One of my bright moments in college was hearing Issac Bashevis Singer speak. He talked about God bot being done with creation on the 7th day. That God's main purpose in creating people was so that creation would continually unfold. The story had no end. People are God's medium. We are all God at work. That lecture and Mr. Sullivan's class on the history of religion (so popular one couldn't get in until senior year) were the only times I heard God discussed. As if our spiritual selves were not inextricably underlying our capacity to understand life's mysteries. Imagine if we had learned from people who loved themselves that it is through love we transform the world, but only after we know ourselves. Know ourselves well enough so that at the end of our lives we can say: "Je ne regrete rien."

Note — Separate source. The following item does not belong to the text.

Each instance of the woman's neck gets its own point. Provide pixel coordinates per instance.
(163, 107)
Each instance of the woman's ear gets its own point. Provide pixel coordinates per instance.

I have an image of Christa that will keep her alive in me, that I hope, one day, I will get to share with her daughter. One summer weekend she had another college friend, Rob, and me stay with her in Truro. We went sailing on a Sunfish on the protected side of the cape, but the wind was strong, and we had to use all our muscle to rein in the sail. As we were coming about, Rob slid off the deck into the water. We came about again to get him, and then I slid off and the boat tipped, and the three of us stretched our arms over the keel to right it. But we were laughing so hard, we couldn't pull. Christa's long hair was wrapped around her shoulders; the sun was highlighting amber hues in her irises, and there she was a mermaid, and Rob and I were like two porpoises, the laughing feeling so good, the sun and water and wind so right. For a moment, there we were — ourselves, in love with the world.